The number of people recorded as diagnosed with pancreatic cancer was not affected. This is a positive finding but sets pancreatic cancer apart from the other major cancer sites such as breast (Patt et al., 2020; Richards et al., 2020), prostate (Patt et al., 2020; Vardhanabhuti and Ng, 2021), or colorectal (Patt et al., 2020; Richards et al., 2020; Morris et al., 2021; Vardhanabhuti and Ng, 2021; Mazidimoradi et al., 2023). This may be because pancreatic cancer does not rely on screening programs and diagnostic services in primary care which were severely affected during the pandemic. With the emergency presentations remaining the main route of diagnosis for pancreatic cancer (National Cancer Intelligence Network, 2013), it is possible that these were less affected. However, because staging information was not available, our study was not equipped to evaluate the full effect of the COVID-19 pandemic on pancreatic cancer diagnosis. In a relatively small study, Hall et al., 2023 demonstrated that nearly a quarter of people less in the pandemic than before the pandemic was recommended for surgery. This could be because they were diagnosed with a more advanced cancer. Therefore, to better understand the effect of the COVID-19 pandemic on pancreatic cancer diagnosis, more research is needed to assess the staging information.

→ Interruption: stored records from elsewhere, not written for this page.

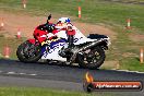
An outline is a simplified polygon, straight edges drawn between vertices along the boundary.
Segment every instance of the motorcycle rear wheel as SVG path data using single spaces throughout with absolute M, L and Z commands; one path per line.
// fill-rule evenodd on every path
M 100 47 L 94 48 L 87 55 L 77 55 L 79 65 L 88 69 L 98 69 L 104 63 L 105 58 L 105 51 Z
M 28 50 L 25 51 L 26 47 L 31 47 L 29 51 L 33 51 L 33 56 L 28 56 Z M 35 51 L 33 50 L 35 49 Z M 21 44 L 16 50 L 16 56 L 20 61 L 22 62 L 37 62 L 41 58 L 40 53 L 40 46 L 35 46 L 34 44 L 31 44 L 29 41 L 24 41 Z

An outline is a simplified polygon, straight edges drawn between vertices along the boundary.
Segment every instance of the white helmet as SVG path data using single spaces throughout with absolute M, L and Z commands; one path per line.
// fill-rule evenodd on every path
M 61 23 L 70 23 L 71 20 L 69 17 L 60 17 L 58 23 L 61 22 Z

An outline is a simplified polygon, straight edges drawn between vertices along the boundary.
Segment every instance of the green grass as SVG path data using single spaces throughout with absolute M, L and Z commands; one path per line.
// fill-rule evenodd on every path
M 116 93 L 68 92 L 37 87 L 0 87 L 0 96 L 116 96 Z
M 52 91 L 47 88 L 0 87 L 0 96 L 91 96 L 76 92 Z
M 21 0 L 0 0 L 1 8 L 9 7 L 22 10 Z M 144 31 L 143 5 L 106 2 L 101 0 L 27 0 L 26 11 L 39 13 L 57 13 L 63 16 L 77 16 L 77 7 L 82 7 L 82 20 L 89 23 L 120 24 L 125 26 L 125 20 L 132 19 L 132 26 Z M 19 9 L 17 9 L 19 8 Z M 142 12 L 141 12 L 142 11 Z
M 134 1 L 132 3 L 125 3 Z M 117 39 L 112 40 L 112 45 L 107 52 L 106 60 L 119 60 L 122 65 L 121 69 L 140 70 L 140 64 L 137 58 L 139 50 L 144 46 L 143 41 L 132 41 L 129 38 L 130 34 L 143 34 L 144 35 L 144 5 L 134 4 L 143 2 L 143 0 L 121 0 L 120 2 L 108 2 L 105 0 L 28 0 L 27 8 L 22 8 L 21 0 L 0 0 L 0 9 L 10 11 L 10 12 L 23 12 L 29 13 L 33 15 L 47 15 L 52 13 L 55 17 L 60 16 L 70 16 L 73 21 L 86 22 L 93 24 L 103 23 L 106 26 L 116 32 Z M 123 3 L 124 2 L 124 3 Z M 82 7 L 82 19 L 77 19 L 77 7 Z M 127 25 L 125 20 L 130 17 L 132 20 L 131 31 L 123 31 Z M 14 41 L 10 43 L 13 45 Z M 17 44 L 14 43 L 13 51 L 17 47 Z M 0 45 L 0 49 L 3 47 L 3 44 Z M 125 58 L 123 55 L 127 52 L 134 53 L 136 56 L 129 56 L 132 60 L 136 60 L 136 65 L 131 64 L 132 60 Z M 14 52 L 13 52 L 14 53 Z M 13 59 L 15 55 L 12 55 Z M 121 61 L 128 61 L 121 62 Z M 132 62 L 133 63 L 133 62 Z M 144 71 L 144 69 L 141 69 Z

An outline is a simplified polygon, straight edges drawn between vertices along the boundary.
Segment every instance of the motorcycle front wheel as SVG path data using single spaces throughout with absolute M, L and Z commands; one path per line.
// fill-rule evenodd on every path
M 24 41 L 19 46 L 16 56 L 22 62 L 37 62 L 41 58 L 40 51 L 40 46 Z
M 101 47 L 96 47 L 89 49 L 88 52 L 77 55 L 79 65 L 88 69 L 98 69 L 104 63 L 105 58 L 105 51 Z

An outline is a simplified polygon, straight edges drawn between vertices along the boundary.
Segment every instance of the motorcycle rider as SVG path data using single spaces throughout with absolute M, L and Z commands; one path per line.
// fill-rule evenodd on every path
M 73 25 L 71 24 L 71 20 L 69 17 L 59 19 L 58 23 L 55 25 L 50 24 L 47 21 L 46 27 L 50 31 L 50 33 L 47 34 L 48 39 L 52 39 L 53 37 L 56 37 L 59 31 L 65 31 L 68 35 L 68 44 L 69 44 L 68 48 L 71 48 L 74 46 L 73 40 L 74 40 L 75 29 L 73 29 Z
M 73 25 L 71 24 L 71 20 L 69 17 L 61 17 L 59 19 L 58 23 L 55 26 L 53 34 L 59 33 L 59 31 L 63 29 L 67 32 L 68 35 L 68 48 L 71 48 L 74 46 L 74 35 L 75 29 L 73 28 Z

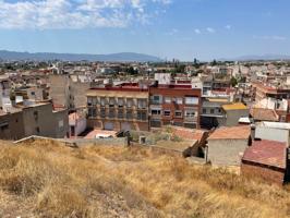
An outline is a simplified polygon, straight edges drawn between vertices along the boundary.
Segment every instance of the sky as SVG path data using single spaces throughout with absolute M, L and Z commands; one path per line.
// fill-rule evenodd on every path
M 0 50 L 290 55 L 289 0 L 0 0 Z

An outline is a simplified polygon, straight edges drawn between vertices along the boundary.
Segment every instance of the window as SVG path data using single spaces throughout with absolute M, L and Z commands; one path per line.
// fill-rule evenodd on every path
M 114 118 L 116 114 L 114 114 L 114 109 L 110 109 L 109 110 L 109 118 Z
M 123 119 L 124 118 L 124 111 L 123 110 L 118 110 L 118 118 Z
M 126 114 L 125 114 L 125 118 L 126 118 L 128 120 L 132 120 L 132 119 L 133 119 L 133 111 L 132 111 L 132 110 L 128 110 L 128 111 L 126 111 Z
M 100 108 L 100 118 L 106 118 L 106 109 Z
M 97 117 L 97 109 L 96 108 L 93 108 L 93 117 Z
M 72 97 L 72 99 L 74 99 L 74 97 Z M 97 105 L 97 98 L 93 98 L 93 106 Z
M 182 98 L 176 98 L 176 102 L 177 102 L 178 105 L 182 105 L 182 104 L 183 104 L 183 99 L 182 99 Z
M 165 110 L 164 114 L 165 114 L 165 117 L 170 117 L 170 113 L 171 113 L 170 110 Z
M 161 97 L 156 95 L 150 97 L 153 104 L 159 105 L 161 102 Z
M 197 97 L 185 97 L 185 105 L 198 105 Z
M 128 98 L 126 99 L 126 107 L 128 108 L 132 108 L 132 106 L 133 106 L 133 99 L 132 98 Z
M 160 96 L 153 96 L 153 100 L 154 101 L 159 101 L 160 100 Z
M 170 97 L 165 97 L 165 104 L 171 104 L 171 98 Z
M 34 111 L 33 114 L 34 114 L 34 119 L 35 119 L 35 120 L 38 120 L 38 111 Z
M 137 111 L 137 120 L 147 120 L 147 112 Z
M 161 110 L 160 109 L 152 109 L 152 116 L 160 116 Z
M 106 105 L 106 98 L 100 98 L 100 105 L 105 106 Z
M 93 105 L 93 98 L 92 97 L 87 97 L 87 106 L 92 106 Z
M 161 128 L 161 121 L 160 120 L 152 120 L 150 126 L 152 128 Z
M 87 113 L 88 113 L 88 117 L 92 118 L 93 117 L 93 108 L 88 108 Z
M 123 98 L 118 98 L 118 106 L 119 106 L 119 108 L 122 108 L 124 106 Z
M 147 100 L 146 99 L 137 99 L 138 109 L 146 109 L 147 108 Z
M 7 122 L 1 123 L 1 131 L 8 130 L 9 129 L 9 124 Z
M 194 118 L 195 117 L 195 111 L 188 110 L 188 111 L 185 111 L 184 114 L 185 114 L 186 118 Z
M 109 99 L 109 106 L 110 106 L 110 107 L 113 107 L 113 106 L 114 106 L 114 98 L 110 98 L 110 99 Z
M 176 118 L 182 118 L 182 111 L 181 110 L 176 111 Z

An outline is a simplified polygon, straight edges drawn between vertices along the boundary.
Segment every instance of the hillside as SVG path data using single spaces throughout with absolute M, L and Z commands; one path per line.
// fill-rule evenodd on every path
M 109 55 L 87 55 L 87 53 L 51 53 L 51 52 L 16 52 L 0 50 L 0 60 L 62 60 L 62 61 L 112 61 L 112 62 L 159 62 L 161 59 L 155 56 L 134 52 L 121 52 Z
M 0 217 L 290 216 L 290 192 L 147 148 L 1 143 Z

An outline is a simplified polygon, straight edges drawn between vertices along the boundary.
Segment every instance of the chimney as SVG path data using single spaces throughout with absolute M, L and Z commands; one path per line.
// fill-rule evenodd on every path
M 254 141 L 256 138 L 256 126 L 255 124 L 251 124 L 251 138 Z

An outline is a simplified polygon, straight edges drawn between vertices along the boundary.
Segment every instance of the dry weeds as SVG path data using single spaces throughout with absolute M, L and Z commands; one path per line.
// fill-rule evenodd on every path
M 0 147 L 0 217 L 290 216 L 290 191 L 146 148 Z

Similarly, although we showed that the number of deaths within 6 months after pancreatic cancer diagnosis was not affected, the conclusions that could be made about the length of survival were limited. Madge et al., 2022 showed the length of survival reducing by more than a half from 7.4 months before the pandemic to 3.3 months during the pandemic. Hall et al., 2023 demonstrated no difference in survival and reported 3.5 months survival for people diagnosed between March 2020 and May 2020 versus 4.4 months for people diagnosed in January 2019 to March 2019. Therefore, more research is needed to assess the effect of the pandemic on the length of survival post-diagnosis. In addition, the ongoing and future effects of the COVID-19 pandemic on key outcomes of pancreatic cancer such as the stage at diagnosis and the length of survival are still to be elucidated.
Additionally, contrary to the evidence from other patient groups, in this cohort, we did not find an effect of the COVID-19 pandemic on diabetes diagnosis. While in the general population, there was a significant reduction in diabetes diagnosis and management services (Carr et al., 2021).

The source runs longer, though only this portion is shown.